In practice, this means that within a Waku message:
- Instead of referencing external data directly, applications should include CID references pointing to external data stored in decentralized storage, ensuring reliability and verifiability even if Waku relay nodes prune data or go offline.
Practical Scenario Examples
Consider a decentralized social application called SocialGraph, built using OIP:
-
Profile Pictures: Instead of storing profile images within a Waku message payload or referencing an AWS S3 endpoint, SocialGraph references profile images by CID:
{ "profileImage": { "cid": "bafyreib4lnktj3cv7g2rhhqzpjit6j7zse7zrsn6qfrk7y7hqcf6gt2c44" } }
-
User Posts: Each user post, potentially including media files, is stored externally and referenced via CID, enabling efficient message propagation and reliable retrieval:
{ "postContent": "Check out my new photo!", "media": { "cid": "bafkreib4lnktj3cv7g2rhhqzpjit6j7zse7zrsn6qfrk7y7hqcf6gt2c44" } }
CID-based Referencing Benefits
- Persistent Availability: Ensures referenced content remains accessible regardless of transient network conditions.

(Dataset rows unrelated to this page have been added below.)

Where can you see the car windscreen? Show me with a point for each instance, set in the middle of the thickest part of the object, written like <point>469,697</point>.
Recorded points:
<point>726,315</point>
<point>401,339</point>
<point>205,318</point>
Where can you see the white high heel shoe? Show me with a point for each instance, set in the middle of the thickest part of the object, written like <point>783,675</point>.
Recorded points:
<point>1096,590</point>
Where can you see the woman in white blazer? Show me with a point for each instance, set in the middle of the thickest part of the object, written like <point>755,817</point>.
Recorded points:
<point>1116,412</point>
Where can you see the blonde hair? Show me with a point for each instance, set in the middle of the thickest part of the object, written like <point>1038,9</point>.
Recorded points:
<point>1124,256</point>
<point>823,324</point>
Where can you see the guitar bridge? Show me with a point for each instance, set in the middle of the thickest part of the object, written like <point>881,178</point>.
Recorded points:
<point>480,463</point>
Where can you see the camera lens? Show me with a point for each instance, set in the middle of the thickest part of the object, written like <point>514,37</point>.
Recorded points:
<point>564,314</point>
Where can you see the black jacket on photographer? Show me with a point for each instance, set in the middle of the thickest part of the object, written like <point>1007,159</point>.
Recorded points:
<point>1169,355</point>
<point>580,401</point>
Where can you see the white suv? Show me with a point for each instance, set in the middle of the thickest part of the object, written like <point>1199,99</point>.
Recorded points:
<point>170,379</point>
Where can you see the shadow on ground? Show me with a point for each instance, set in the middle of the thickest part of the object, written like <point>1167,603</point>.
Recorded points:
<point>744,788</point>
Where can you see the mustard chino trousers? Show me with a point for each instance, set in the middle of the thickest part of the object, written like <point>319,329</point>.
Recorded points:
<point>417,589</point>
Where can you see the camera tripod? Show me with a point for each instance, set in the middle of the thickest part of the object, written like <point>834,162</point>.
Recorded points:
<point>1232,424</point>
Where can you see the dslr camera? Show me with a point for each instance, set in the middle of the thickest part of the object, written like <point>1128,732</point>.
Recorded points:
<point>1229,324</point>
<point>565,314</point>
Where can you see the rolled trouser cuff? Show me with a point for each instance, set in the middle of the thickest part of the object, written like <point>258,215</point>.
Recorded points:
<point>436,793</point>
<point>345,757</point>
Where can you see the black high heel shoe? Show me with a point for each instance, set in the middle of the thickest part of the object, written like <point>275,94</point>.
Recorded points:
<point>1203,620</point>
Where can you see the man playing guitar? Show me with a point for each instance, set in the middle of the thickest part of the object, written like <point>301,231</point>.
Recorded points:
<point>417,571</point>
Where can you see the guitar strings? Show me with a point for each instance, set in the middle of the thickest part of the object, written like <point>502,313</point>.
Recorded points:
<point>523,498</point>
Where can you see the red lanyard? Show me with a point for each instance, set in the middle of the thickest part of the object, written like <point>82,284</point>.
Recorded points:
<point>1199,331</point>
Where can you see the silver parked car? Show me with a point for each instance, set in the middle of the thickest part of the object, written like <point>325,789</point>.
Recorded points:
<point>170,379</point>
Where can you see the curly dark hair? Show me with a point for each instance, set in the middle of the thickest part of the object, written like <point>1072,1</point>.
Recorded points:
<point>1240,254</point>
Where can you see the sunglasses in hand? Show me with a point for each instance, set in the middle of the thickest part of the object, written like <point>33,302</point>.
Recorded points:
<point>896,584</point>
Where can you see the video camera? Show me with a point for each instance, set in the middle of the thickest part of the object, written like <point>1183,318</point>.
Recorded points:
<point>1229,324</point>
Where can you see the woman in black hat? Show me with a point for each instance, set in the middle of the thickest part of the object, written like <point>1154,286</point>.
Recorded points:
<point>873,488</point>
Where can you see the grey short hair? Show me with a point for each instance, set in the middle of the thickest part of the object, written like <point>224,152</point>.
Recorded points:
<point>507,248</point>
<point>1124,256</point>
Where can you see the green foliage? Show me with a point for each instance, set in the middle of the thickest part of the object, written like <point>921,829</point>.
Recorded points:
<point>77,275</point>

- Data Portability: Allows seamless sharing and referencing across different OIP-compatible applications.
- Efficient Network Use: Minimizes bandwidth usage, as large files are fetched only when explicitly requested via their CID.
Constraints and Recommendations
- Normalization: Strict DAG-CBOR normalization rules ensure consistent cryptographic hashing and data integrity.
- Avoid Floating Point Numbers: Due to encoding non-determinism, floats are disallowed in OIP schemas.
Redundancy and Data Availability
It is advised to maintain multiple copies of critical data across different storage providers or IPFS nodes to ensure data availability and resilience against single points of failure. It is possible to leverage IPLD without relying solely on IPFS, as long as you verify the data’s integrity and availability through CIDs on the client side with libraries such as multiformats . For example, Irys offers decentralized storage and content addressing services, providing an alternative to IPFS for data storage and retrieval.
Security Considerations
Always use IPLD-compliant libraries with robust safeguards against resource exhaustion and maliciously crafted data structures. Libraries should rigorously validate CIDs and protect against invalid encodings, deep nesting, and large allocations.